The broker, Jeffrey Kluge, a 25-year veteran of Merrill Lynch, concocted false Merrill Lynch account statements as part of the scheme to pledge phony collateral to the banks to establish multi-million dollar lines of credit, according to the plea agreement, which was filed with U.S. district court in Minnesota on March 29.
In addition, he also created a fictitious Internet domain name, www.mymerrillonline.com, that he used to create a phony email account, firstname.lastname@example.org, from which he sent the falsified Merrill Lynch account statements to one of the banks, Platinum Bank. Mr.

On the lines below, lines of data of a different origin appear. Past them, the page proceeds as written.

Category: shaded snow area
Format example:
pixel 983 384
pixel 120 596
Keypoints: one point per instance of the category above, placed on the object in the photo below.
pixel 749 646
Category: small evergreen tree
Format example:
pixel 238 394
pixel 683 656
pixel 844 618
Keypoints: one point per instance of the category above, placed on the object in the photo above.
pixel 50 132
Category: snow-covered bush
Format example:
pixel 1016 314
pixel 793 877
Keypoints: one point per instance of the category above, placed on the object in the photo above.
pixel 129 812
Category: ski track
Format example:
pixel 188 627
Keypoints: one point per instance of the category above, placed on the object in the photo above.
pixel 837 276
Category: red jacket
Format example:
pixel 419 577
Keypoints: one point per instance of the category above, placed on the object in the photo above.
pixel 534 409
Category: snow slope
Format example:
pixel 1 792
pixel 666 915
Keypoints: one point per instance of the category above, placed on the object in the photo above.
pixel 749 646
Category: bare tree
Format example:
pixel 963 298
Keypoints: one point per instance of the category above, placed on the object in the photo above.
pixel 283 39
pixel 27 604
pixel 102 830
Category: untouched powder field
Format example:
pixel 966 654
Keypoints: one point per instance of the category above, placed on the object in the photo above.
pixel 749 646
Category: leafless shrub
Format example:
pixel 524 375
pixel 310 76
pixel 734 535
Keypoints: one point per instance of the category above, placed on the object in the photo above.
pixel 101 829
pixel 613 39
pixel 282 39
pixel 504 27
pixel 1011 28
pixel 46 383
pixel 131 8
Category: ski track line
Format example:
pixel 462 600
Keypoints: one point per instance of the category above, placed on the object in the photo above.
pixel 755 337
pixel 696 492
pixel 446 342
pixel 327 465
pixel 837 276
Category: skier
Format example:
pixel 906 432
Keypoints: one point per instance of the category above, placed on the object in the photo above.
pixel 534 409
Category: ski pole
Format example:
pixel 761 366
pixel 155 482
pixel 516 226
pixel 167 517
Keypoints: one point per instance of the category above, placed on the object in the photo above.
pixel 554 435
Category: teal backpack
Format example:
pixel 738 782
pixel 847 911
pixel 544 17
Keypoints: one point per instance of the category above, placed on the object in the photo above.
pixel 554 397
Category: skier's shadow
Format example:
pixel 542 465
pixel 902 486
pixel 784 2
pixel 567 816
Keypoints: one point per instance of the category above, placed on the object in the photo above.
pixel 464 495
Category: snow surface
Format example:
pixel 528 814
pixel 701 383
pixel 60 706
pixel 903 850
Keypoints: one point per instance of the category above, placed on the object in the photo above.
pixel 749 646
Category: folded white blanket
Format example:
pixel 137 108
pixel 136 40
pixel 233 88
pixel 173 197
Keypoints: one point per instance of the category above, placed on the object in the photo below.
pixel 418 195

Kluge also created a fictitious identity of a purported Merrill Lynch employee, which he used in the emails with the bank, according to the plea agreement.
An attorney for Mr. Kluge, Steven Wolter, did not return a call for comment.
A Merrill Lynch broker who worked with Mr. Kluge, Jeffrey Rathmanner, has also left the firm, said company spokesman Bill Halldin. He would not comment about Mr. Rathmanner or Mr. Kluge any further, only adding that Merrill Lynch cooperates fully with law enforcement in such matters.
Mr. Rathmanner, who could not be reached for comment, had been a Merrill Lynch adviser for 21 years.
Mr. Kluge's scheme started in 2001 and ran through last November, according to the court documents. He left Merrill Lynch in early November, and then Merrill Lynch reported he was a defendant in two Minnesota state court proceedings alleging breach of contract, fraud and claim and delivery, an allegation that enables one person to get back personal property taken unlawfully, accoring to his BrokerCheck profile.
"How did he get away with this for so long, and how did Merrill miss it?" said Danny Sarch, an industry recruiter, who added that Merrill was well known for having systems and procedures to prevent such fraud.
In April 2001, Mr. Kluge obtained a line of credit for $150,000 with Alliance Bank, a Minnesota commercial bank, telling the bank he held shares in municipal bond funds sufficient to serve as collateral, according to the plea agreement. He provided falsified account statements to substantiate the purported municipal bond holdings. The false account statements to Alliance Bank hid the fact that Mr. Kluge had already pledged the assets in the Merrill Lynch accounts for loans he had obtained from the firm.
By November, the outstanding balance on the line of credit was nearly $6 million.
In May 2007, Mr. Kluge obtained a $1 million line of credit from Platinum Bank, a Minnesota commercial bank. He used the same scheme as he did with Alliance Bank, pledging assets as collateral for loans that he had already used as collateral with Merrill Lynch and concealing that information from Platinum Bank. By November, that line of credit had a balance of $2.7 million, according to the plea.
The Financial Industry Regulatory Authority Inc. suspended Mr. Kluge last month.